3.7 Employee Benefits

• Short term employee benefits are recognized as an expense in the Statement of Profit and Loss of the year in which the related services are rendered.

• Payment to defined contribution plan is recognized as expense when employees have rendered services. Re-Measurements of the defined benefit liability/asset comprising actuarial gains and losses are recognized in other comprehensive income.

• The liability for gratuity, a defined benefit plan is determined using the projected unit credit method, on the basis of actuarial valuations carried out by third party actuaries at each balance sheet date. Re-Measurements comprising actuarial gains and losses arising from experience adjustments and changes in actuarial assumptions are charged / credited to Other Comprehensive Income in period in which they arise. Other costs are accounted for in Statement of Profit and Loss.

• Liability in respect of compensated absences due or expected to be availed within one year from the Balance Sheet date is estimated on the basis of valuation carried out by third party actuaries at each Balance Sheet date. Re-Measurements comprising actuarial gains and losses arising from experience adjustments and changes in actuarial assumptions are charged / credited to profit and loss in the period in which they arise.

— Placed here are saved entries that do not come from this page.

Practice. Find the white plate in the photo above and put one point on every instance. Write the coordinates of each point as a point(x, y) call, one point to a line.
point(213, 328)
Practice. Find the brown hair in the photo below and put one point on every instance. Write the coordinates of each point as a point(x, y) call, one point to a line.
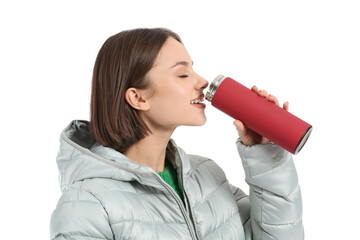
point(123, 62)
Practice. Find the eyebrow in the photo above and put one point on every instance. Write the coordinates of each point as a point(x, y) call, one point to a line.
point(184, 63)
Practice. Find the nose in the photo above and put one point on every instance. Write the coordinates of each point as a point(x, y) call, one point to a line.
point(201, 83)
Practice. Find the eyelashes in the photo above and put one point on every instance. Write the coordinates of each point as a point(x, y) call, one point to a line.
point(183, 76)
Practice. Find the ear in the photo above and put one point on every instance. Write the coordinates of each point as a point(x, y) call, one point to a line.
point(136, 99)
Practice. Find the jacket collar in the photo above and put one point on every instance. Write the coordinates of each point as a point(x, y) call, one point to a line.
point(80, 158)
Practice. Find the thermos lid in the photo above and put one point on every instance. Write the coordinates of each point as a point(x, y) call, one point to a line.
point(303, 140)
point(213, 87)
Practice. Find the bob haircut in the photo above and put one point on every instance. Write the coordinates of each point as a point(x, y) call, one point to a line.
point(123, 62)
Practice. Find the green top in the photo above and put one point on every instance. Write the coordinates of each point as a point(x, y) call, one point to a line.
point(169, 175)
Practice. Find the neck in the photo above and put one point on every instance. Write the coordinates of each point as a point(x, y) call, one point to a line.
point(150, 151)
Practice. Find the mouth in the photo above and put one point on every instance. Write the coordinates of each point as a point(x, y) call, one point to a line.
point(198, 100)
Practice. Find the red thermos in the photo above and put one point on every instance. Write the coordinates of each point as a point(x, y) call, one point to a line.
point(258, 114)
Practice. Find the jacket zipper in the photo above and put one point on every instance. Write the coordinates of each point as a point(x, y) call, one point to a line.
point(191, 213)
point(180, 203)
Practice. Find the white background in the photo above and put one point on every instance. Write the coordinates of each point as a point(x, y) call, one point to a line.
point(305, 52)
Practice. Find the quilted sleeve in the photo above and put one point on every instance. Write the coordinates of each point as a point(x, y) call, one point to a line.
point(275, 197)
point(79, 215)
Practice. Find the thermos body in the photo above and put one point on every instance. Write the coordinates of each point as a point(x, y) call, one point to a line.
point(258, 114)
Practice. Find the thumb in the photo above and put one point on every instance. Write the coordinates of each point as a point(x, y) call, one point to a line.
point(240, 128)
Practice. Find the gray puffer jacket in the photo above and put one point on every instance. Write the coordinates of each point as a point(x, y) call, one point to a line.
point(107, 196)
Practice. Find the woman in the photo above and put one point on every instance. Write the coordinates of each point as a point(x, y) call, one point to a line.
point(122, 177)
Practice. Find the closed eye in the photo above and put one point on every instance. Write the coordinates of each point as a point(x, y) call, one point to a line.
point(183, 76)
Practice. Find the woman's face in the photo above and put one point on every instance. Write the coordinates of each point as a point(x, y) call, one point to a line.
point(176, 89)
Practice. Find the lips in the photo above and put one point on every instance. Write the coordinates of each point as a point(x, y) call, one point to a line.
point(199, 99)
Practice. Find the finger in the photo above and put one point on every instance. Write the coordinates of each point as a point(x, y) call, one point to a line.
point(273, 99)
point(286, 106)
point(263, 93)
point(240, 127)
point(255, 89)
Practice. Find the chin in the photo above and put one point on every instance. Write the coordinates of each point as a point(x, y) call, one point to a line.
point(199, 122)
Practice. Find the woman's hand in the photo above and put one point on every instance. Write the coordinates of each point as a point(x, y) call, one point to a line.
point(248, 136)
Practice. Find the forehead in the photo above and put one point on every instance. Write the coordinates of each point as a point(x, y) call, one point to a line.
point(171, 52)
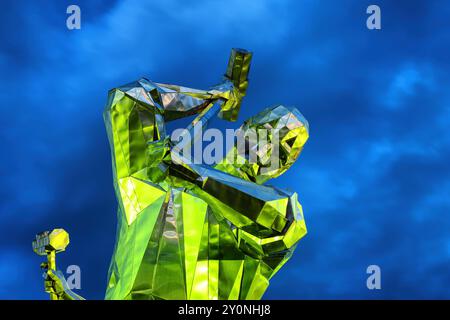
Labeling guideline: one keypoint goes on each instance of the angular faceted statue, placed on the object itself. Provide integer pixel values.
(187, 230)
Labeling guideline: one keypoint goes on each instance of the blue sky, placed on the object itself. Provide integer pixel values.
(373, 178)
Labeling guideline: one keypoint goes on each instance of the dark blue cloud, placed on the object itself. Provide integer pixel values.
(373, 179)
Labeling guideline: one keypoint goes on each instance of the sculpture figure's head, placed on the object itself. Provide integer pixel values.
(267, 144)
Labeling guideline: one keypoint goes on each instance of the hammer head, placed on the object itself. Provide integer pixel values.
(56, 240)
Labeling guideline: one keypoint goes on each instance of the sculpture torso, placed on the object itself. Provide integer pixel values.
(195, 232)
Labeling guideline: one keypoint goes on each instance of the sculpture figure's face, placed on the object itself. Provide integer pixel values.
(274, 139)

• Share based compensation benefits are recognised in the profit and loss in the year in which the same is granted as per Employees Share Purchase Scheme/ JSPL Employees Stock Option Plan of the Company.

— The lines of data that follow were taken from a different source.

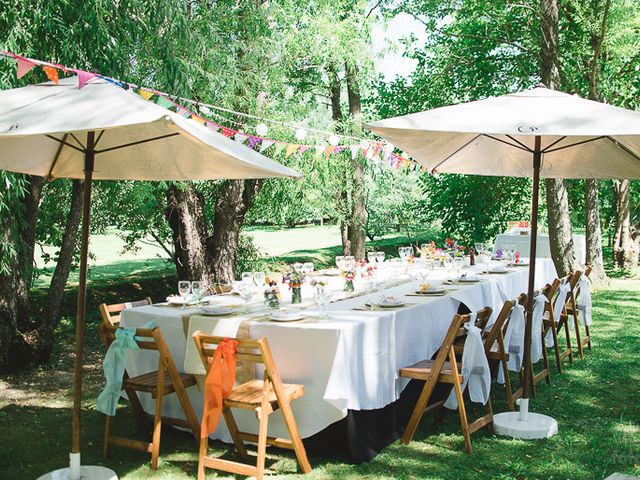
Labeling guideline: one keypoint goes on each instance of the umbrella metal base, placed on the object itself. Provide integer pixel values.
(524, 425)
(86, 473)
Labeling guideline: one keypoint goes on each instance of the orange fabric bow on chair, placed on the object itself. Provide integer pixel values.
(218, 384)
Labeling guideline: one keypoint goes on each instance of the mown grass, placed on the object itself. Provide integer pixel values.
(595, 401)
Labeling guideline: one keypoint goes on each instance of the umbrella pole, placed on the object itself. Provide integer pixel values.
(89, 157)
(522, 424)
(528, 375)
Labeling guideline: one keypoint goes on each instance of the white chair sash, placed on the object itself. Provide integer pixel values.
(514, 340)
(539, 302)
(584, 301)
(475, 368)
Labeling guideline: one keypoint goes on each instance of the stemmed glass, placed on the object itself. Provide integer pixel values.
(246, 291)
(184, 287)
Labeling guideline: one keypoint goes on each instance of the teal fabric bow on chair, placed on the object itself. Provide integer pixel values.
(115, 362)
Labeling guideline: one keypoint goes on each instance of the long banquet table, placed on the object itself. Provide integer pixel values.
(348, 362)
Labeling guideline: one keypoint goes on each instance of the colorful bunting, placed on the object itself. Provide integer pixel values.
(52, 73)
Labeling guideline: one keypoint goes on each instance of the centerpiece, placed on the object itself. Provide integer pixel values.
(272, 295)
(295, 278)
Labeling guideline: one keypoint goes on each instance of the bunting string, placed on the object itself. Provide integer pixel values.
(372, 150)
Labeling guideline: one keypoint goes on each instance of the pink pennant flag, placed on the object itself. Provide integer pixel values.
(24, 66)
(84, 77)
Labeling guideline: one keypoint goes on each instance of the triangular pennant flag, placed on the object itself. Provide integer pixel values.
(84, 77)
(24, 66)
(292, 147)
(146, 94)
(52, 73)
(240, 137)
(227, 132)
(266, 144)
(253, 142)
(279, 148)
(329, 150)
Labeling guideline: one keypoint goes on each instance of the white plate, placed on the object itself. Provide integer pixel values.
(284, 317)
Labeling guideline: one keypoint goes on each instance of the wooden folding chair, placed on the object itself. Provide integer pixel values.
(163, 381)
(556, 325)
(111, 313)
(445, 369)
(583, 341)
(260, 396)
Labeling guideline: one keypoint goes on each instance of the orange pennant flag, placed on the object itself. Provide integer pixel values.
(52, 73)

The Company has created an Employee Benefit Trust (Trust) for providing share-based payment to its employees. The Company uses the Trust as a vehicle for distributing shares to employees under the employee remuneration schemes. The Trust buys shares of the Company from the market, for giving shares to employees. The Company treats Trust as its extension and shares held by the Trust are treated as treasury shares.

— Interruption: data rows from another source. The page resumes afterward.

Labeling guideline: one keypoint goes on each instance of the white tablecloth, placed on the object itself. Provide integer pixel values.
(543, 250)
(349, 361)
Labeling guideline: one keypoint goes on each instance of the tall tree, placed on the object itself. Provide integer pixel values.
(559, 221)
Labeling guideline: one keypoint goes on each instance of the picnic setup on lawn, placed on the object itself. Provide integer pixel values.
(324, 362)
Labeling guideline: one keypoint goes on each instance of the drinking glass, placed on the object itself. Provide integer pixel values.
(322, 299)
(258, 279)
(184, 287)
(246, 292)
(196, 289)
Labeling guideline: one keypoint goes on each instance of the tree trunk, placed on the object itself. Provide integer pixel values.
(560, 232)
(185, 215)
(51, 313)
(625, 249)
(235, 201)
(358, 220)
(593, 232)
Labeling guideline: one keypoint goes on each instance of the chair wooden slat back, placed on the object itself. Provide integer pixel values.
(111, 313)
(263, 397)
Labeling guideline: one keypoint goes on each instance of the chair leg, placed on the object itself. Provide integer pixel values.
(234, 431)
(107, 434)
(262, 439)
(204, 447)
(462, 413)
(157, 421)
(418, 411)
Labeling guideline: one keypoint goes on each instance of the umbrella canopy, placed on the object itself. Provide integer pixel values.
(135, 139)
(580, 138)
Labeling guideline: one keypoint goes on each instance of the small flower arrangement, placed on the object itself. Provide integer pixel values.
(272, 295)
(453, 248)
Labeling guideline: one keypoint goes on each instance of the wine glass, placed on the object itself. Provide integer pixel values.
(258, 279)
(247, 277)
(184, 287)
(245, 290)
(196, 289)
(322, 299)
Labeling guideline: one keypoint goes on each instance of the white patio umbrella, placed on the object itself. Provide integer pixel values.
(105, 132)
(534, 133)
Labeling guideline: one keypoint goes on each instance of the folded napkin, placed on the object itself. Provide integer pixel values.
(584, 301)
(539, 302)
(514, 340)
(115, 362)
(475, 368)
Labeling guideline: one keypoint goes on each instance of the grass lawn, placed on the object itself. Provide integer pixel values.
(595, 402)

Own equity instruments that are reacquired (treasury shares) are recognised at cost and deducted from Equity. No gain or loss is recognised in profit and loss on the purchase, sale, issue or cancellation of the Company's own equity instruments. Any difference between the carrying amount and the consideration, if reissued, is recognised in other equity. Share options exercised during the reporting year are satisfied with treasury shares.

3.8 Taxes on income

Tax expense comprises current and deferred tax. Current income-tax is measured at the amount expected to be paid to the tax authorities in accordance with the Income-tax Act, 1961 enacted in India and tax laws prevailing in the respective tax jurisdictions where the company operates. The tax rates and tax laws used to compute the amount are those that are enacted or substantively enacted, at the reporting date.

Deferred tax is provided on temporary difference arising between the tax bases of assets & liabilities and their carrying amounts for financial reporting purposes at the reporting date. Deferred tax is measured using the tax rate that are expected to apply in the year when the asset is realized or the liability is settled based on the tax rates and the tax laws enacted or substantively enacted at the reporting date. Deferred tax relating to items recognized directly in equity/ OCI is recognized in equity/OCI and not in the statement of profit and loss.

Deferred tax asset is recognized to the extent that it is probable that sufficient future taxable profit will be available against which the deductible temporary differences and the carry forward unused tax credits and unused tax losses can be utilized. The carrying amount of deferred tax assets is reviewed at each reporting date and reduced to the extent that it is no longer probable that sufficient taxable profit will be available to allow all or part of the deferred tax asset to be utilized.